New Thermal Activity Emerges in Yellowstone National Park

April 12, 2019 Updated: April 12, 2019

Scientists said they have discovered new thermal activity in Yellowstone National Park in Wyoming that is about the size of four football fields.

Speaking with Wyoming Public Media, United States Geological Survey researcher Greg Vaughan said that the “area used to be covered by trees and now it’s an area where there’s a bunch of dead trees, bright soil and it’s a hot spot.”

He uses satellites to track thermal areas that measure heat being emitted from the ground.

The hot and corrosive hot spot has been “been sneaking up on the park for the last 20 years,” he told the New York Times.

A view of a hot spring at the Norris Geyser Basin at Yellowstone National Park on May 12, 2016. (Mladen Antonov/AFP/Getty Images)

“Yellowstone’s thermal areas are the surface expression of the deeper magmatic system, and they are always changing. They heat up, they cool down, and they can move around,” the Yellowstone Volcano Observatory stated, pointing to the eruption of Ear Spring in September 2018 as a “new thermal feature.”

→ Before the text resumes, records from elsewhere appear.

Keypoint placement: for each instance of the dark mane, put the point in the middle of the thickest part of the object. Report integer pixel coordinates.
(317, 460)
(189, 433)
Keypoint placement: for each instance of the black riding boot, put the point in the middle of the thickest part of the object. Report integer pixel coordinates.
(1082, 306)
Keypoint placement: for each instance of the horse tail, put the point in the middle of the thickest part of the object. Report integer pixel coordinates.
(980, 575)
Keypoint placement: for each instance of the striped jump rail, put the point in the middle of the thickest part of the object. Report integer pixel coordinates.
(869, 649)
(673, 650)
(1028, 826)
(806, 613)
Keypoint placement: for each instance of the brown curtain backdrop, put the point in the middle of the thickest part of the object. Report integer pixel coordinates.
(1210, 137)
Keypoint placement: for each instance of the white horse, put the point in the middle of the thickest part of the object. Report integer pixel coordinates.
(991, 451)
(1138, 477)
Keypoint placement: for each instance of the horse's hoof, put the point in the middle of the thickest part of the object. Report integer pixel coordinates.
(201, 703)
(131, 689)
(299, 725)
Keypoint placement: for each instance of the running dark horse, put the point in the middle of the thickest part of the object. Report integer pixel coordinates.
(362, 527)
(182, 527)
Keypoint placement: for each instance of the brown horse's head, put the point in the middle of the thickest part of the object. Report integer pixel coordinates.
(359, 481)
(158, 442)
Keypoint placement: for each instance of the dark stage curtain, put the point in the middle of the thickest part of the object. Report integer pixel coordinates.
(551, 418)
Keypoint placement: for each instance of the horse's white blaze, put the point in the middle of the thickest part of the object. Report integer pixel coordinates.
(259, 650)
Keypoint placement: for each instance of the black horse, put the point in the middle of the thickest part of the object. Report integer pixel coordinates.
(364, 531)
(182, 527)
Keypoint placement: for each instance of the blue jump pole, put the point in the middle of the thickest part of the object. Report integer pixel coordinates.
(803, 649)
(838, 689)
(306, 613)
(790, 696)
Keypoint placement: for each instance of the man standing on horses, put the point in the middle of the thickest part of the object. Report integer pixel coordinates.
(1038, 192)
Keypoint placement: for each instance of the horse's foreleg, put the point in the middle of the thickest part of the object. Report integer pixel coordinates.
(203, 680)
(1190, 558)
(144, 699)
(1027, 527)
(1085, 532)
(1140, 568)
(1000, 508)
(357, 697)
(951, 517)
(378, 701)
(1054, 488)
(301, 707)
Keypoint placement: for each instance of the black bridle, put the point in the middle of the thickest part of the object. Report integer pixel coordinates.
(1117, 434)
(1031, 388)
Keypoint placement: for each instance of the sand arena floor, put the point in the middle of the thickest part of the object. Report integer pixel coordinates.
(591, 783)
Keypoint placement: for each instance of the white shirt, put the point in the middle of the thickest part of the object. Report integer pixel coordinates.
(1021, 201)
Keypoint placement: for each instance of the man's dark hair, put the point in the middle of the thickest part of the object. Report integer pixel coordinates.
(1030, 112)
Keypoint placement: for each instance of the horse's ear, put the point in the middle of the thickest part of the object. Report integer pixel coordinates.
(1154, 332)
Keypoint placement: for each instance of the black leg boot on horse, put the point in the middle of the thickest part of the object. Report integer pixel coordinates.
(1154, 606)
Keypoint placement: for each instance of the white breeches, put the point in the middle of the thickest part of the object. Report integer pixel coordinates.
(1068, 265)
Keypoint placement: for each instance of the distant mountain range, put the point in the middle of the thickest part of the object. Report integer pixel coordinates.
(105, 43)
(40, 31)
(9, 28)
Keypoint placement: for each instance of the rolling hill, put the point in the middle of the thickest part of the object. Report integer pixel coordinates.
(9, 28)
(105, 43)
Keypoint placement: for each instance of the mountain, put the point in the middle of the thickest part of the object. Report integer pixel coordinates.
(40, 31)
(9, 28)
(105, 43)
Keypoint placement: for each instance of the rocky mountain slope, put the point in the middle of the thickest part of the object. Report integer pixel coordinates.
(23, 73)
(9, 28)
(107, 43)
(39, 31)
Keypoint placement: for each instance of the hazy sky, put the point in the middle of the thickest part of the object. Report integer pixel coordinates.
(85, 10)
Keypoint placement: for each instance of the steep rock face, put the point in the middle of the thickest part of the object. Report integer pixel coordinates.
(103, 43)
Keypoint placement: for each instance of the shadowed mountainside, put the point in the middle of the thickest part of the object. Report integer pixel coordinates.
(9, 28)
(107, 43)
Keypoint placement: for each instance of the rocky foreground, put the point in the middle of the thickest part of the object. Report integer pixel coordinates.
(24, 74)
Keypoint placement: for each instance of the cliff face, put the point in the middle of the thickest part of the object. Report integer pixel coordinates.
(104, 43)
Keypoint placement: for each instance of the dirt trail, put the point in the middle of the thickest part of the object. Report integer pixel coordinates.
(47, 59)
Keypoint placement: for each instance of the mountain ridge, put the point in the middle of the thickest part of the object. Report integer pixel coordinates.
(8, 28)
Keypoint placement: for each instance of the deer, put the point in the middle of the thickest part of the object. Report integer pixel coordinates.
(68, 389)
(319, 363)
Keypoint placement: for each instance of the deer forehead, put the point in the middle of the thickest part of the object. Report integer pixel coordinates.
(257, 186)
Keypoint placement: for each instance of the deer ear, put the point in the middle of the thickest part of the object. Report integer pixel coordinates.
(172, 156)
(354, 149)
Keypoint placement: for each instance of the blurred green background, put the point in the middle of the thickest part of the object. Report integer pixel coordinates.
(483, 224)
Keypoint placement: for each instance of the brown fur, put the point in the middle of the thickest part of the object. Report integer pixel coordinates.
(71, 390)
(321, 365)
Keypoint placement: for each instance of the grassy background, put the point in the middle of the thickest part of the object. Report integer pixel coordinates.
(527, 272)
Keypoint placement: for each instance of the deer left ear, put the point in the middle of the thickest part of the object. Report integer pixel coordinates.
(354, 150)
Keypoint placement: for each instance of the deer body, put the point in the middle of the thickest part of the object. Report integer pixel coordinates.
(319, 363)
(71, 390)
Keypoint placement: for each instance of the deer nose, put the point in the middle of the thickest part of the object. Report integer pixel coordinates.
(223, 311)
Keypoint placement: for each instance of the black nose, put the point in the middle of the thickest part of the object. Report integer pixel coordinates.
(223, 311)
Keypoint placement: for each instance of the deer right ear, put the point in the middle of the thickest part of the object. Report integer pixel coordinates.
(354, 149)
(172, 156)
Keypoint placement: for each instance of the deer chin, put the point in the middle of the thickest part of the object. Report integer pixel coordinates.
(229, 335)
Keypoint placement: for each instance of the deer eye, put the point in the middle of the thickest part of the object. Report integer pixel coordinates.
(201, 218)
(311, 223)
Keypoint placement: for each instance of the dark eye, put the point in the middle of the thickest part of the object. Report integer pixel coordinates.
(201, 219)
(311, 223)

“These sorts of changes are part of the normal life cycles of thermal areas in Yellowstone National Park,” it added in a blog post earlier this month.

More than 10,000 thermal features are located within the park.

The Norris Geyser Basin in Yellowstone National Park in September 2009. (Beth Harpaz/AP Photo)

According to the public broadcaster’s report, one day, Vaughan saw a hot spot that hadn’t appeared before. He then compared it with previous images.

These thermal areas, Vaughan said, are formed after snow and water is heated by magma below the surface of the ground, the report noted.

The water or snow then travels back to the surface via cracks and fractures, according to the researcher, who added that hot springs and geysers are signs of a thermal area. “It’s doing everything you expect an active volcano to do except erupt,” he told the Times.

Map of thermal areas in Yellowstone National Park. Most of Yellowstone’s more than 10,000 thermal features are clustered together into about 120 distinct thermal areas (shown in red). Lakes are blue. The Yellowstone Caldera is solid black and the resurgent domes are dotted black. Roads are yellow. The orange box shows the location of the Tern Lake thermal area. (USGS)
A nighttime thermal infrared image from April 2017 showing the Tern Lake area (USGS)

“There are earthquakes very frequently and it can change the orientation of the plumbing system,” added Vaughan. “It can close some areas and reopen some others.”

In the case of the emergence of this recent thermal feature, in 2017, the trees died and the soil turned an unusual, off-white color, he told the Times. In 1994, that wasn’t the case.

In 2003, a thermal area appeared in Yellowstone about the size of a football field.

Areas of the United States that once were covered by volcanic ash from Yellowstone’s giant eruptions 2 million and 630,000 years ago, compared with ashfall from the 760,000-year-old Long Valley caldera eruptions at Mammoth Lakes, California, and the 1980 eruption of Mount St. Helens, Washington (USGS)

Michael Poland, the researcher in charge of the Yellowstone Volcano Observatory, has often had to debunk articles saying the Yellowstone caldera, or “supervolcano,” is about to erupt. He told the newspaper that the appearance of a new thermal area isn’t something to worry about, noting that thermal areas appear and disappear in the park.